GLÀFFOLI help page
Frequences
Corpora
Frequences of forms and lemmas have been computed over 3 different corpora:
- Frantext 20e is a 30 million word corpus made of contemporary (20th century) novels taken from
the Frantext database ;
- LM10 is a 200 million word corpus made of the archives of the newpaper Le Monde from 1991 to 2000 ;
- FrWaC is a 1.6 billion word corpus made of web pages collected from the
.fr domain
Frequences computation
All corpora have been pos-tagged with the Talismane parser.
The automatic lemmatization of unknown inflected forms has been performed by
applying a set of morphological rules written by Nabil Hathtout.
For each entry of GLÀFF is given:
- the wordform's absolute frequency in each corpus ;
- the wordform's relative frequency (per million word) in each corpus ;
- the lemma's absolute frequency in each corpus ;
- the lemma's relative frequency (per million word) in each corpus.
As not all inflection features are provided by the tagger for a given form,
the frequence of a wordform relates to the main syntactic category of the form.
Thus, two entries having the same form, lemma and main category, such as conjugue|Vmip1s-|conjuguer and
conjugue|Vmsp1s-|conjuguer will have the same frequence.

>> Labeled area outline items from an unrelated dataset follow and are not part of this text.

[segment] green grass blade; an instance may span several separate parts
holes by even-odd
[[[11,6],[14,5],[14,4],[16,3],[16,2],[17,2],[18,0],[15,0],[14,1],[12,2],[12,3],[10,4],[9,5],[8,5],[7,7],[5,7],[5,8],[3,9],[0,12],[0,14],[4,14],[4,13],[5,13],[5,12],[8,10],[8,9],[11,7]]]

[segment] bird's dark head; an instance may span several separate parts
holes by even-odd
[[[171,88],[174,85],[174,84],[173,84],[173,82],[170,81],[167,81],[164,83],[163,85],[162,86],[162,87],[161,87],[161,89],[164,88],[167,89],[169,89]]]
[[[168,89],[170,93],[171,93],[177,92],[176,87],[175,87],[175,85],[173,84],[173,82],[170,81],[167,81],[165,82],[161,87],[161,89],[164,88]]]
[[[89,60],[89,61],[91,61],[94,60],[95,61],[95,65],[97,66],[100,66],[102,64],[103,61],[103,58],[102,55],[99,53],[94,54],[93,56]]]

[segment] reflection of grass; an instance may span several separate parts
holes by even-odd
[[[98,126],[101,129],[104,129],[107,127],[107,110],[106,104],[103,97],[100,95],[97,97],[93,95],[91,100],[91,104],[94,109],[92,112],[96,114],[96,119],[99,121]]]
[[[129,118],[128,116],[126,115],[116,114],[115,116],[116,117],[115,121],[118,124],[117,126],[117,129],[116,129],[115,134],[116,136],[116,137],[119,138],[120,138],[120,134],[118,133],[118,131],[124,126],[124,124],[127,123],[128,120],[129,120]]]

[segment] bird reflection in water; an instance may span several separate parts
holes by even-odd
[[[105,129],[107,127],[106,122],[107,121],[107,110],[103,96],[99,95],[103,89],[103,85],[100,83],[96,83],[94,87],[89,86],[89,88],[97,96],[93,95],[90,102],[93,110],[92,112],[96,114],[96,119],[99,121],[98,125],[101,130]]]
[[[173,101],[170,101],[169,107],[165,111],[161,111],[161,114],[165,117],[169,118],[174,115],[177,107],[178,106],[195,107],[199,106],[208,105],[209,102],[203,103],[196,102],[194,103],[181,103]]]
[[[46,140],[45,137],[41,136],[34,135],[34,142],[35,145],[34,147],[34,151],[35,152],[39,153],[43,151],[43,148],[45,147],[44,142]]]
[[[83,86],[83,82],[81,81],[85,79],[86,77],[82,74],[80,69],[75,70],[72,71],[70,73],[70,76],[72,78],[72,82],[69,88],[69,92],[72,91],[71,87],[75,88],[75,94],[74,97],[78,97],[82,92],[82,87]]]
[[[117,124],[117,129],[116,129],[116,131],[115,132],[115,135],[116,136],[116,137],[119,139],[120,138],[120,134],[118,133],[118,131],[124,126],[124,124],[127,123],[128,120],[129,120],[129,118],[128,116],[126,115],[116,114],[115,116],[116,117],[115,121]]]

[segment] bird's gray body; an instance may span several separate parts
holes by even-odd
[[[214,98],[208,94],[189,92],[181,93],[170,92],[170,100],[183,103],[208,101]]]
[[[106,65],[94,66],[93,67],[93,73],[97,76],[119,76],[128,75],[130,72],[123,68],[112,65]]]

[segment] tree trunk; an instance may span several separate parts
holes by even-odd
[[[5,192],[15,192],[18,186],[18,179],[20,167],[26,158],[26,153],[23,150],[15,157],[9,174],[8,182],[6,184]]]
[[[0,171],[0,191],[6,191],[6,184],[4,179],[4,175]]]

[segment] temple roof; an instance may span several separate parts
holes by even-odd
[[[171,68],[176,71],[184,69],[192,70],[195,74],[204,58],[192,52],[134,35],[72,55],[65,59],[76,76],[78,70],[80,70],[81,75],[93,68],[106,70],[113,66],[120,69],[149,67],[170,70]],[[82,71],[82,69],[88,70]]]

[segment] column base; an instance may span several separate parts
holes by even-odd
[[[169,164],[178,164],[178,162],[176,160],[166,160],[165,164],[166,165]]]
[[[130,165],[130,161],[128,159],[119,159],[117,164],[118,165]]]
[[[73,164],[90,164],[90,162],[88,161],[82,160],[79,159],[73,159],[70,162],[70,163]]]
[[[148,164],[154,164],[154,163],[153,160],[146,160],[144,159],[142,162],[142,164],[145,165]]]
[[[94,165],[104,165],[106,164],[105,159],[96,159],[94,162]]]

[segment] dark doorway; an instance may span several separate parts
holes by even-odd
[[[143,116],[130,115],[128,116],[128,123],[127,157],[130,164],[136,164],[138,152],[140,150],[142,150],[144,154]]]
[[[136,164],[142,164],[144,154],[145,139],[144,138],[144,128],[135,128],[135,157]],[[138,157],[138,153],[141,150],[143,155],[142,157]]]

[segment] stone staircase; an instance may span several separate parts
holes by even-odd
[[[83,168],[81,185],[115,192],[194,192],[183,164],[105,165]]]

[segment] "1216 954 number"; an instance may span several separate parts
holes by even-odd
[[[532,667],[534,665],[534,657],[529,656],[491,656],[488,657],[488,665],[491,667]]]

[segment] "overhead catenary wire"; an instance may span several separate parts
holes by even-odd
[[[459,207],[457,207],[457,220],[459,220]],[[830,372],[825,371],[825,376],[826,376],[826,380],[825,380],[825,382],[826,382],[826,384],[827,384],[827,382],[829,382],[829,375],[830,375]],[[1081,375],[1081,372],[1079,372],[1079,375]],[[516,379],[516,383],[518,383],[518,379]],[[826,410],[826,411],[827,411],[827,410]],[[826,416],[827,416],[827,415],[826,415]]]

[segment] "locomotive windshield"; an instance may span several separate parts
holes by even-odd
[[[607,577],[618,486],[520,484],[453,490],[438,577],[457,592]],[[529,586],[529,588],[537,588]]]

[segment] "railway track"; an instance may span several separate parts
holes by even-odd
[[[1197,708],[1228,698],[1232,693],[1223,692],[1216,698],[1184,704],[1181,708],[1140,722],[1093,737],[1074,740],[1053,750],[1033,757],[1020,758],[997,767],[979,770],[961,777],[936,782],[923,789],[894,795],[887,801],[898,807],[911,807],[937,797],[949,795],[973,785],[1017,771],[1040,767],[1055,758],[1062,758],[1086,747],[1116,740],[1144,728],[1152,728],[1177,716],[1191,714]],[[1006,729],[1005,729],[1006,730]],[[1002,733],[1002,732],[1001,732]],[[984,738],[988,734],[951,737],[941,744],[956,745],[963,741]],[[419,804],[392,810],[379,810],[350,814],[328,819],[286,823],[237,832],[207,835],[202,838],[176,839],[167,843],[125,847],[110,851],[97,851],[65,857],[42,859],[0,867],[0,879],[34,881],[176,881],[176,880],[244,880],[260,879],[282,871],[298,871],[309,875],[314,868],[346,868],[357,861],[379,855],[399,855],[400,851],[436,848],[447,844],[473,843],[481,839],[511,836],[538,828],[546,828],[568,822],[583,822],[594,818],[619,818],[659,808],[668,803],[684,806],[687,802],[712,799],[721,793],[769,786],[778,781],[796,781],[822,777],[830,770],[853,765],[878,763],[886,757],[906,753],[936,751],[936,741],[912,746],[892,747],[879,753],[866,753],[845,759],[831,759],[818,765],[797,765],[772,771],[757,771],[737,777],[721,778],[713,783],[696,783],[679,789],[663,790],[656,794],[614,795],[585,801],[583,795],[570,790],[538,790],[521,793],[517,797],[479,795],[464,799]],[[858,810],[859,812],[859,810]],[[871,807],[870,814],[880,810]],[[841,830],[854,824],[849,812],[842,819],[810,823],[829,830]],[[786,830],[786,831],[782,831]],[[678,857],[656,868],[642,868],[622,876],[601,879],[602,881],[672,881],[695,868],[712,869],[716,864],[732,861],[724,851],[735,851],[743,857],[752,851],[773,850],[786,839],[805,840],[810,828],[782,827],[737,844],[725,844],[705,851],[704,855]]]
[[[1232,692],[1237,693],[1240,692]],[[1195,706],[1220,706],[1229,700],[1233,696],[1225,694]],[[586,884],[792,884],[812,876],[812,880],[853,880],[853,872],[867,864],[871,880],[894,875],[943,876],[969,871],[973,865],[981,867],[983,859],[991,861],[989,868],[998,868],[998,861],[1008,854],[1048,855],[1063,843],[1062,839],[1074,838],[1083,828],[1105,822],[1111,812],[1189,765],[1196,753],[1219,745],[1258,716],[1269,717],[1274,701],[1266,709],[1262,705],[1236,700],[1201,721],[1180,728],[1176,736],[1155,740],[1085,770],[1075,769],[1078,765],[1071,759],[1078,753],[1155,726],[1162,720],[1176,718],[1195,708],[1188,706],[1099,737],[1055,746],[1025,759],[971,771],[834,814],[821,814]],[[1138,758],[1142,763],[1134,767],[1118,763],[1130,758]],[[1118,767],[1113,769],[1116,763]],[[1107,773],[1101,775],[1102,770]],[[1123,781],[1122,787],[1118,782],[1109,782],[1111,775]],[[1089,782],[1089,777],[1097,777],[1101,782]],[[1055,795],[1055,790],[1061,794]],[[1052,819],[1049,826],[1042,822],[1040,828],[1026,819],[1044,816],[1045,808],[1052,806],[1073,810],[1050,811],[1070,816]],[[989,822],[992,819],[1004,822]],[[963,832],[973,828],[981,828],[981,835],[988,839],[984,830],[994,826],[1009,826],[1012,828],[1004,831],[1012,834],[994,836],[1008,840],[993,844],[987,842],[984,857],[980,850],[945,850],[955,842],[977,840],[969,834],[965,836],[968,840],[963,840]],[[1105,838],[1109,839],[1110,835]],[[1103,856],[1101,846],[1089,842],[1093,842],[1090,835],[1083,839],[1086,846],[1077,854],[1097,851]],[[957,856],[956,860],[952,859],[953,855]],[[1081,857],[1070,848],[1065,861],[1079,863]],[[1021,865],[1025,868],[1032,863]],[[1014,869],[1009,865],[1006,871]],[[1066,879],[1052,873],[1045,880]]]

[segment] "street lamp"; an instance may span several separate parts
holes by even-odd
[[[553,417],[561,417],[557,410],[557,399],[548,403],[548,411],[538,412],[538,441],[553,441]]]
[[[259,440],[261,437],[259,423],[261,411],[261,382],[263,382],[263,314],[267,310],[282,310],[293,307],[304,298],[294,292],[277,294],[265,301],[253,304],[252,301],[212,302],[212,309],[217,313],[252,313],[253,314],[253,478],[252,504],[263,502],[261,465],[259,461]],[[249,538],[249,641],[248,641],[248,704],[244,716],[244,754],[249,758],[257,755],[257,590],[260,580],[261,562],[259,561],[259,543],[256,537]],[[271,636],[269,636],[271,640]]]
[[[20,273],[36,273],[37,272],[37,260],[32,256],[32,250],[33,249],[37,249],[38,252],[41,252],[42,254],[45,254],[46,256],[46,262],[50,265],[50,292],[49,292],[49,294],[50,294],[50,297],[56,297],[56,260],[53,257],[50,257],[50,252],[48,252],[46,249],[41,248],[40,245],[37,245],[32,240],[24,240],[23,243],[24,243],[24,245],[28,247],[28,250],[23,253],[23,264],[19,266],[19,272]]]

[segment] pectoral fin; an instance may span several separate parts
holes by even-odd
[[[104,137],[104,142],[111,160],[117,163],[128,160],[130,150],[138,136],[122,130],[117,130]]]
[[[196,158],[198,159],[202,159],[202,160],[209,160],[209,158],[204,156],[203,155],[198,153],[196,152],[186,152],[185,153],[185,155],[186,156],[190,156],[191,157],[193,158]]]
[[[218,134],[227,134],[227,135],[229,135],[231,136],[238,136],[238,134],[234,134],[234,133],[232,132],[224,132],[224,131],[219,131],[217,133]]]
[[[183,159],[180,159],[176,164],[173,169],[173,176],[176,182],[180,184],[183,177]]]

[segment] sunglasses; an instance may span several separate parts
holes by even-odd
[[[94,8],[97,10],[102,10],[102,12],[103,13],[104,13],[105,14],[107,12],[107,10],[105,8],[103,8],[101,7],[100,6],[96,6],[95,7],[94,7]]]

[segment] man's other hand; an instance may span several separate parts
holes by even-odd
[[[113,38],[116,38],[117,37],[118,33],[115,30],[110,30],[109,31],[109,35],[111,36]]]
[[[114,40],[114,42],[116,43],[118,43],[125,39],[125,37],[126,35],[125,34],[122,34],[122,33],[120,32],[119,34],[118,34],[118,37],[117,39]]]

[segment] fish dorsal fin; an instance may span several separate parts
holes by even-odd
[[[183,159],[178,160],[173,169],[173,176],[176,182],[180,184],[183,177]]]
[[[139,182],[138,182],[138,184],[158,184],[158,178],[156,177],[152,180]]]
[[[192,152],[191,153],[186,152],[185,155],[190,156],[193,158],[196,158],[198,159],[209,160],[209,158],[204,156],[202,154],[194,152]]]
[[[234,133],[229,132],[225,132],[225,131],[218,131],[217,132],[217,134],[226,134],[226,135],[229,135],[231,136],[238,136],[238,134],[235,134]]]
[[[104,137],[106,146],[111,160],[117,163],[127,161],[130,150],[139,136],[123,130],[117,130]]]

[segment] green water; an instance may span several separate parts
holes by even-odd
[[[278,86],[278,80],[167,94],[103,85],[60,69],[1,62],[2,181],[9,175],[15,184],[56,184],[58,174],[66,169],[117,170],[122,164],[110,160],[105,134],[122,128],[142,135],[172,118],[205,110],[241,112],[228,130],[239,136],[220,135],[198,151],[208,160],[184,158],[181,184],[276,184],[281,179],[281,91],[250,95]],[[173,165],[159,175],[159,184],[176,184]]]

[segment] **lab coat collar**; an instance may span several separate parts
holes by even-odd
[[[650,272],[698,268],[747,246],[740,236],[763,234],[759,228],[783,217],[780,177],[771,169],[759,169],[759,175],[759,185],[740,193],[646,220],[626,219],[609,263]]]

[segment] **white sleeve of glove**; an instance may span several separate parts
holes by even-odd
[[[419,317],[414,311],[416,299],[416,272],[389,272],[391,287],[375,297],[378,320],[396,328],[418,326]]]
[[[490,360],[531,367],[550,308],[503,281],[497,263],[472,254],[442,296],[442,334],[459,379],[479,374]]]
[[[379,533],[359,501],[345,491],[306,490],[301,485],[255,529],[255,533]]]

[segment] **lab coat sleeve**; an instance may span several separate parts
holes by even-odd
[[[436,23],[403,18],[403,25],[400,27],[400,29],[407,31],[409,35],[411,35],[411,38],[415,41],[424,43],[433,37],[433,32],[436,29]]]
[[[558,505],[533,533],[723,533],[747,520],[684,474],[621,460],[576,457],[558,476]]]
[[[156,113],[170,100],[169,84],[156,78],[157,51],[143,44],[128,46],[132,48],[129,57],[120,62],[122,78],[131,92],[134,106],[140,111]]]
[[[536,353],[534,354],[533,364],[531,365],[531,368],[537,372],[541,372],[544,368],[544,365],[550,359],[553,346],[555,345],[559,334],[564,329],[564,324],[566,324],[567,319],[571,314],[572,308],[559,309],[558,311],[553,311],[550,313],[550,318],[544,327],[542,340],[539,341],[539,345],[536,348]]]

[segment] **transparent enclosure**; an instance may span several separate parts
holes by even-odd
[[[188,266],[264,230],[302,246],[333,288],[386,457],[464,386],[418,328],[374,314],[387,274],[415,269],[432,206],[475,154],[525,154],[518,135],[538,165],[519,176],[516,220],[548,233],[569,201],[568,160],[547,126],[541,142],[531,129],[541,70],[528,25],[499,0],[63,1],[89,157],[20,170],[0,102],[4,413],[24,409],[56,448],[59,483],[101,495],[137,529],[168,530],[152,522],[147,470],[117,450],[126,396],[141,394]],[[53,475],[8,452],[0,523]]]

How to display frequences?
To display frequences, click on the Preferences link in the top menu and
check the Frequences box. Then validate by clicking the Set prefs button.
FrWaC contexts
If you choose to display frequencies, FrWaC frequences display links that enable to
see contexts that contain forms/lemmas in FrWaC corpus. These link redirect
to the NoSketch Engine concordancer,
that permits to browse FrWaC.
|
|